Subject: Re: [htdig] A language issue.. Could you give me a favor?
From: Oskar Bartenstein (firstname.lastname@example.org)
Date: Wed Mar 22 2000 - 16:38:12 PST
Hi internationals, nationals and locals:
There is 4 seperate issues:
- languages (english, mandarin, cantonese)
- fonts for presentation (armanis *.ttf files)
- character encodings (e.g. EUC, Big-5...)
- algorithms of htdig
Now ignoring all presentation issues (fonts, output html tags etc),
and ignoring the language issues (fuzzy search, bad words lists)
and ignoring browser issues (how to understand a keyword that the
browser sent), leaves the character encoding.
A correct HTML page includes info about its encoding, therefore
htdig on the receiving end can convert it to any code it likes.
If htdig uses a character encoding like EUC that is context
independent and coexists with seven-bit single-byte characters,
what actually prevents htdig from doing its thing?
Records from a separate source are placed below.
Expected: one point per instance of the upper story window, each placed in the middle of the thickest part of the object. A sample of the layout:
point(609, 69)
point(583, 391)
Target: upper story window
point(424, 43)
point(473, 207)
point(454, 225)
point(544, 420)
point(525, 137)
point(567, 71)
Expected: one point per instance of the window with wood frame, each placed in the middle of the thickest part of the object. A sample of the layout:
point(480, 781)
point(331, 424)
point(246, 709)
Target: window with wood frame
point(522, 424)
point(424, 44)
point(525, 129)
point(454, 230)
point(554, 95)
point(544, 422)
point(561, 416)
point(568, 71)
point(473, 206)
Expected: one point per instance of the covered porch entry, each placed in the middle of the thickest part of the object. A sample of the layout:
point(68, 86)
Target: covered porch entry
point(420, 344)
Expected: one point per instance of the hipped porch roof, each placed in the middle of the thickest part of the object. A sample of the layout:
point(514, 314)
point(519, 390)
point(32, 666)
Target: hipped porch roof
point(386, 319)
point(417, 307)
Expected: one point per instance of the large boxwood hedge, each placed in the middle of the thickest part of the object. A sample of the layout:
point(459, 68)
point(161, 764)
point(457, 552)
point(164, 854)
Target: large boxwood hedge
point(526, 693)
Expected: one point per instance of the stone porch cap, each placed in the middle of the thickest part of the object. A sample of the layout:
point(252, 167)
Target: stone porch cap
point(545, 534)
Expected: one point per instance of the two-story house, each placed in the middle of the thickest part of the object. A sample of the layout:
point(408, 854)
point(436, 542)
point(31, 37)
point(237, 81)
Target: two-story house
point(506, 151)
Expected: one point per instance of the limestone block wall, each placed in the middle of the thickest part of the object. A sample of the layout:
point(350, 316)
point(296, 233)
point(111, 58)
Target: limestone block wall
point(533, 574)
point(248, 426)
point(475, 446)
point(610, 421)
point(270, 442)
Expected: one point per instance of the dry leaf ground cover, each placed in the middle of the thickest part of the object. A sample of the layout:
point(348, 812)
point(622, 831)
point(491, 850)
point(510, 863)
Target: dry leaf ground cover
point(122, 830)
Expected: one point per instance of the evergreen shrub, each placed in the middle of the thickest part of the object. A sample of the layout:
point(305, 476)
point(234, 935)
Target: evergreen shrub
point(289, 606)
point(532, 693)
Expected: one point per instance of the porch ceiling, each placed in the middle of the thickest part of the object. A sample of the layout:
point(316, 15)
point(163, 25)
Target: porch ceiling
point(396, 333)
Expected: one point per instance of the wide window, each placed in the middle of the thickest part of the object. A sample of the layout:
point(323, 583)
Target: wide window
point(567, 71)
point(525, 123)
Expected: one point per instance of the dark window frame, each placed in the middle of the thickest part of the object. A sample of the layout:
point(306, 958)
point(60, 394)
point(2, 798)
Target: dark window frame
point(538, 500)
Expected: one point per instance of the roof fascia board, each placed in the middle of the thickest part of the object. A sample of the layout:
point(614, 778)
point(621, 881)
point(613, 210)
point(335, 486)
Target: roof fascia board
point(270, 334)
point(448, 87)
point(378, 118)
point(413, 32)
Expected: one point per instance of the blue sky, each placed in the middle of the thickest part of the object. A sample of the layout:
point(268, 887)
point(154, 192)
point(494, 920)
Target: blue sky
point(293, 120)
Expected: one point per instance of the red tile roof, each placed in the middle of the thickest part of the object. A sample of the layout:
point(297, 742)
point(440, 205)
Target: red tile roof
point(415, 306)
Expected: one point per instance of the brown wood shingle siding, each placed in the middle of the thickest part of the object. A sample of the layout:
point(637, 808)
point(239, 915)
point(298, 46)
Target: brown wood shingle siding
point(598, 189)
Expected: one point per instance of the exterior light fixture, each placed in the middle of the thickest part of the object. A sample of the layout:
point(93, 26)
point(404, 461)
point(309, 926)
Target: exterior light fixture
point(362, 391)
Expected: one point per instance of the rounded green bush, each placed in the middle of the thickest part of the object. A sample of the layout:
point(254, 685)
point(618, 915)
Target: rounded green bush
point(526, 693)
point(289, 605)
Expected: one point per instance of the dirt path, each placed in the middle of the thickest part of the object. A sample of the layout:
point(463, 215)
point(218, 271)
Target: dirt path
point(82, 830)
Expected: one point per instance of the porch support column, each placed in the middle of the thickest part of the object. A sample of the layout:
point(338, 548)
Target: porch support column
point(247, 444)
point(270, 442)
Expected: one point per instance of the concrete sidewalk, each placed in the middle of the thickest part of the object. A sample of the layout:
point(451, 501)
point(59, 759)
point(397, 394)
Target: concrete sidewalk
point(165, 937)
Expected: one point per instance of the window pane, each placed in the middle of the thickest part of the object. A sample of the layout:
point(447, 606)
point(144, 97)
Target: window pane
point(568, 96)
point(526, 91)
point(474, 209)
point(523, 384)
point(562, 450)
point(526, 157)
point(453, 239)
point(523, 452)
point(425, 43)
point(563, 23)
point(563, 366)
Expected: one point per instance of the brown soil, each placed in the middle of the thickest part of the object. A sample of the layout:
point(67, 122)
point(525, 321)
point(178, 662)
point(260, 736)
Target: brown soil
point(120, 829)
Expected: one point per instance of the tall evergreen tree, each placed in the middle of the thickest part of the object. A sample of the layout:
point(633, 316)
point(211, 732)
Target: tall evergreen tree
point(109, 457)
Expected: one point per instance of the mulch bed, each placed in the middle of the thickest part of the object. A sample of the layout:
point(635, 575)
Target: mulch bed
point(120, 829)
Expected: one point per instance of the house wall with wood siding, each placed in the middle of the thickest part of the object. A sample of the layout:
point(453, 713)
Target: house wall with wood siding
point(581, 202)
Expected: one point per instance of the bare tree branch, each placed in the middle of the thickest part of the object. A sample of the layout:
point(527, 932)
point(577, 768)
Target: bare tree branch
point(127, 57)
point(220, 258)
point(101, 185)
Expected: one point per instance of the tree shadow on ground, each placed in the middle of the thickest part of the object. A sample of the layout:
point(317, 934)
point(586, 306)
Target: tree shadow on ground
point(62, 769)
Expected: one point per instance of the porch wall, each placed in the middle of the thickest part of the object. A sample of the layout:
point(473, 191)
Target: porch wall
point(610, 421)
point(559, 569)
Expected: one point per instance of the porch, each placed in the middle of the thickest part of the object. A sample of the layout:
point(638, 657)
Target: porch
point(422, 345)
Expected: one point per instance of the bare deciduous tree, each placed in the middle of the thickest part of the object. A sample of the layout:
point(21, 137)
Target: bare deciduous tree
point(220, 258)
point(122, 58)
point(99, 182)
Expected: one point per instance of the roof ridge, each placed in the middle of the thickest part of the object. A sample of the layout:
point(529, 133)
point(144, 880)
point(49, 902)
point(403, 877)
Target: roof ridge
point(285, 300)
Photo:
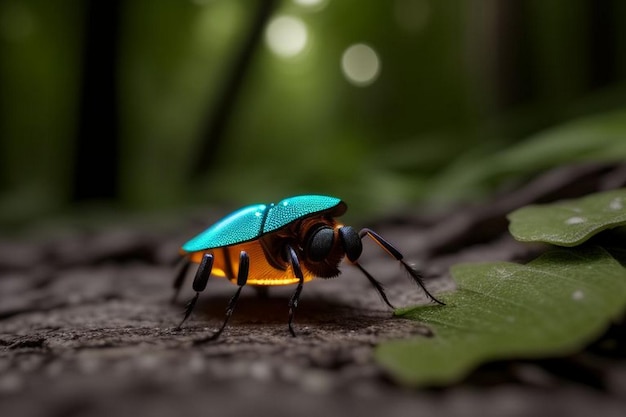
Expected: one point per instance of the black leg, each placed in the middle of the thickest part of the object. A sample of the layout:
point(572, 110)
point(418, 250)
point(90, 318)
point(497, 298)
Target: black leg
point(199, 283)
point(377, 285)
point(242, 278)
point(388, 247)
point(293, 303)
point(180, 278)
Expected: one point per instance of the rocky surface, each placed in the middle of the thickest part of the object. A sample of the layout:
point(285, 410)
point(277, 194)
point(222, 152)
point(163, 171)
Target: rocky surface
point(87, 328)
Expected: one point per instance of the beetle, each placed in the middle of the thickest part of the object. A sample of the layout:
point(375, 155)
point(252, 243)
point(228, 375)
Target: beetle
point(289, 242)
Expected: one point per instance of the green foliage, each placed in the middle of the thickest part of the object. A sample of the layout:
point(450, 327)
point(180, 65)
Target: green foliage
point(569, 223)
point(552, 306)
point(598, 137)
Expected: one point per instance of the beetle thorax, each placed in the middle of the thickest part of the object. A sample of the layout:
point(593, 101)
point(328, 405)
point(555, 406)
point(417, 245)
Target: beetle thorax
point(298, 235)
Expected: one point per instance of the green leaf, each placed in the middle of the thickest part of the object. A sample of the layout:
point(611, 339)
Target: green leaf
point(571, 222)
point(552, 306)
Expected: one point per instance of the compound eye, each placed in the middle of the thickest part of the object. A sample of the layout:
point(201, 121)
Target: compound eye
point(320, 243)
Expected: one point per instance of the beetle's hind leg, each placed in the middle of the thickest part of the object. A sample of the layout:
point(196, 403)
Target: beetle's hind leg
point(295, 298)
point(199, 282)
point(180, 277)
point(242, 279)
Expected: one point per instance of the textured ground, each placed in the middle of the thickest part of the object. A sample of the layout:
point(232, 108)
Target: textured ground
point(86, 328)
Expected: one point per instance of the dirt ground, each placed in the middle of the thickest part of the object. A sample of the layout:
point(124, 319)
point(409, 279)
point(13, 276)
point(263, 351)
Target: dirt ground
point(87, 328)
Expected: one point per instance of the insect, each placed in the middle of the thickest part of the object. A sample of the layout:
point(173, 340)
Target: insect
point(289, 242)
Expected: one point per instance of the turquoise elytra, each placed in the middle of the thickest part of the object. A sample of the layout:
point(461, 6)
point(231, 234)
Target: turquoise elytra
point(251, 222)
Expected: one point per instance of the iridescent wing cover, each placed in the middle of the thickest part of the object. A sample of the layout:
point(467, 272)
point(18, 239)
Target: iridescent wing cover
point(251, 222)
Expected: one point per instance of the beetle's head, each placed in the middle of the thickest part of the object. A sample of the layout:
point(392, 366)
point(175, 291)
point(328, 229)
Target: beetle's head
point(325, 243)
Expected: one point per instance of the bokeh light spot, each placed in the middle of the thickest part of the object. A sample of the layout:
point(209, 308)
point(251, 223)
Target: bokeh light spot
point(360, 64)
point(286, 36)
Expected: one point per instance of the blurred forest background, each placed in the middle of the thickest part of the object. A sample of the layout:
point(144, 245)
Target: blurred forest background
point(144, 106)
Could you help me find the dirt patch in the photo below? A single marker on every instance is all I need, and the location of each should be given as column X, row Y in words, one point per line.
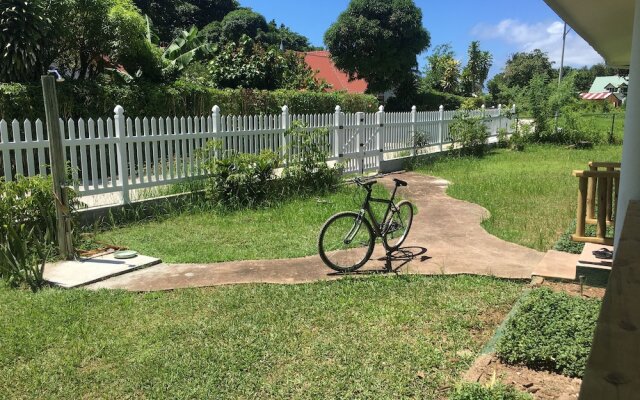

Boils down to 2 questions (sorry I never looked at the source code):
- is htdig 8-bit clean?
- is htdig words and dictionaries sequences of bytes?
If both is yes, then I would guess the core is ok,
and we only have to look at how to use it properly.
Hope I did not overlook a parsing issue.
Wed, 22 Mar 2000 09:06:16 -0600 Geoff Hutchison
> At 6:48 AM +0800 3/22/00, armani wrote:
> >After I build htdig this search engines, it will work fastly on my
> >web server except Chinese words.
> The problem is that Chinese words (and many other languages) use
> multi-byte characters. Currently, ht://Dig does not support
> multi-byte characters, so it cannot be used to index Chinese.
-- Dr. Oskar Bartenstein email@example.com IF Computer Japan www.ifcomputer.com
------------------------------------ To unsubscribe from the htdig mailing list, send a message to firstname.lastname@example.org You will receive a message to confirm this.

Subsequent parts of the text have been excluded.